The $15 per hour minimum wage measure, which is called “Fair Minimum Wage Act of 2016” by petitioners and was not put on the ballot for voters in Washington D.C. The city council aims to raise the minimum wage to $15 by the year 2020, and this initiative was met with encouragement from supporters, who recently saw a wage increase from $10.50 to $11.50 in D.C.
This victory for the “Fight for $15” campaign is viewed by minimum wage workers and non-minimum wage workers as both positive and negative.
Alle Goldsmith, 19, is a student at D.C.’s American University who works at a coffee shop inside the campus; She believes that “it’s good and bad,” because “more people are gonna be able to afford all their lives’ necessities, but it will make the job market more competitive.” The journalism student makes $12.50 an hour, and she can safely state that “for students, it’s very beneficial,” since it ‘’makes it so you can work and study.”

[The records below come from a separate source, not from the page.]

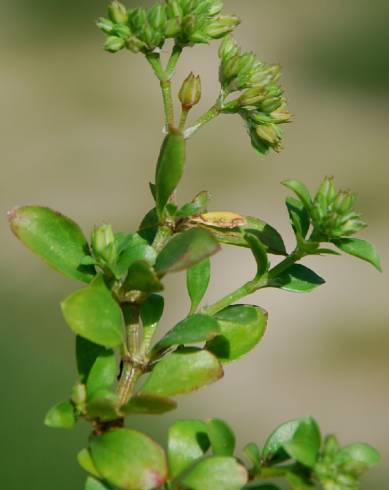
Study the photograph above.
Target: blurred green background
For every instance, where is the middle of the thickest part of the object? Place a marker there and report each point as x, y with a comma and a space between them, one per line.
80, 131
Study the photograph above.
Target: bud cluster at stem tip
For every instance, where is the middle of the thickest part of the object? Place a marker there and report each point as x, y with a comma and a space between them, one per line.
190, 92
333, 214
261, 103
187, 21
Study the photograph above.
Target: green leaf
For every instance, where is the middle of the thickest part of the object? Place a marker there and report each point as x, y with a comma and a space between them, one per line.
217, 473
268, 235
142, 277
148, 405
136, 249
259, 252
298, 439
197, 281
253, 453
149, 226
93, 314
103, 372
304, 446
85, 461
361, 453
151, 312
301, 190
193, 330
242, 327
299, 216
57, 239
170, 168
187, 442
222, 437
361, 249
186, 250
129, 459
86, 354
197, 206
61, 416
183, 371
103, 405
93, 484
297, 279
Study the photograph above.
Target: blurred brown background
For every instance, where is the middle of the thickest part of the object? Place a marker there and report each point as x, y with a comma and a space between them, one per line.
80, 131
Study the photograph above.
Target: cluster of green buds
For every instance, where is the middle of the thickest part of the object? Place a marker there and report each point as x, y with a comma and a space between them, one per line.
261, 104
187, 21
333, 214
341, 468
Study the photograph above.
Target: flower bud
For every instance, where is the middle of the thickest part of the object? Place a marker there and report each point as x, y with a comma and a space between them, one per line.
103, 244
114, 44
117, 12
222, 26
105, 25
268, 132
190, 92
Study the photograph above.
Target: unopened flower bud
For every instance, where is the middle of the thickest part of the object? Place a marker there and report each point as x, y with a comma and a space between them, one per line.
105, 25
114, 44
103, 244
190, 92
117, 12
222, 26
268, 132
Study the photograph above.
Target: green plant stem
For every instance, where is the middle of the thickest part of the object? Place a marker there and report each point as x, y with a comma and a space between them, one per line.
211, 114
131, 367
172, 63
183, 118
251, 286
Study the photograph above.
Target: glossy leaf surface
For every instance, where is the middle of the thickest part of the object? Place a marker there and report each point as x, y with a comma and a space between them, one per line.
129, 459
217, 473
197, 281
298, 279
57, 239
222, 437
92, 313
170, 168
194, 329
187, 442
242, 327
183, 371
61, 416
186, 250
361, 249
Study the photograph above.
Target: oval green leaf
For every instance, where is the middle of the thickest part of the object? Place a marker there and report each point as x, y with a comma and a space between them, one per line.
93, 314
193, 330
183, 371
297, 279
61, 416
217, 473
187, 442
241, 327
197, 281
222, 437
186, 250
361, 249
129, 459
57, 239
169, 169
142, 277
298, 439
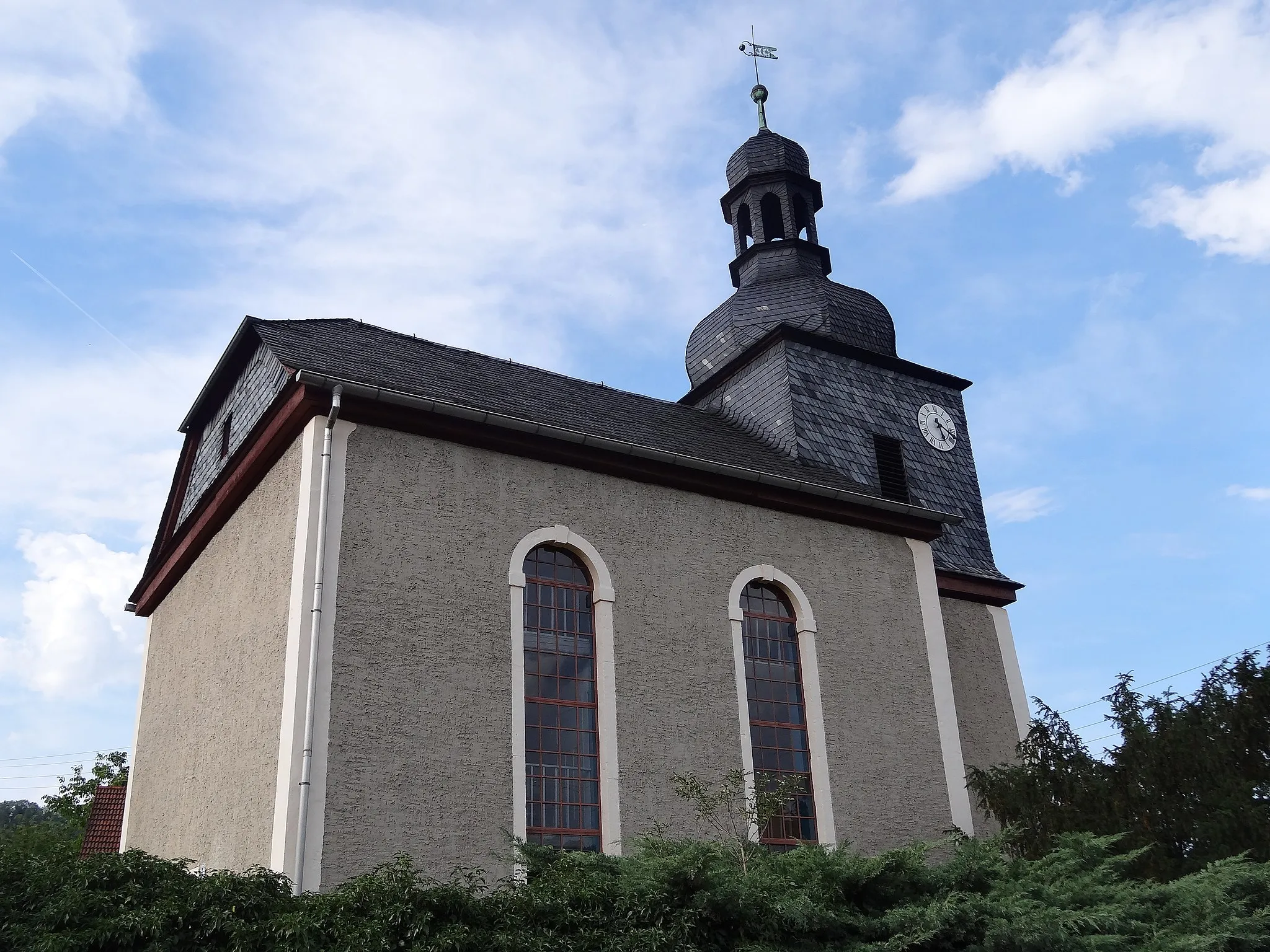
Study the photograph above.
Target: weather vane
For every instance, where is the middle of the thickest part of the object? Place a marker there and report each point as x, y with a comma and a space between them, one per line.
760, 92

What the D.C. Council decided still needs to be confirmed by a final vote, and it seemingly forestalled a November ballot measure, which would have raised the minimum wage to $15 for all workers, even waiters and such workers who receive tips.
Sue Anti, a D.C. resident, when asked whether she believes that the fight for a higher minimum wage will become a nation-wide trend, she responded by saying that “anything’s possible, but there is a lot of opposition to it, I don’t know that it will.” Although it may not affect her community, Anti agrees that “if people can afford a living by working then they will try harder to get jobs,” which would make the job market more competitive than it is now.
The D.C. Council’s proposal would increase wages for approximately 114,000 working people, which would be around 14 percent of all D.C. workers, as well as more than one-fifth of D.C. private-sector workers. When the minimum wage reaches $15, affected workers will earn roughly $2,900 more per year than they did before.
As stated in California’s “Fair Wage Act of 2016″, the sole purpose of the proposal is “to ensure that workers receive wages that will financially support them and their families,“ in order to improve the quality of life in across the United States.
Taking into account the possible repercussions of this decision, it will take “a lot of re-calibrating the budget,” as stated by Garrett Schlichte, an event coordinator at the American University. Given the high standard of living within Washington D.C. and the rising inflation within the nation, which went up 1 percent year-on-year in May of 2016, this change is one that Schlichte would “much rather figure out how to accommodate… than [any] other change.’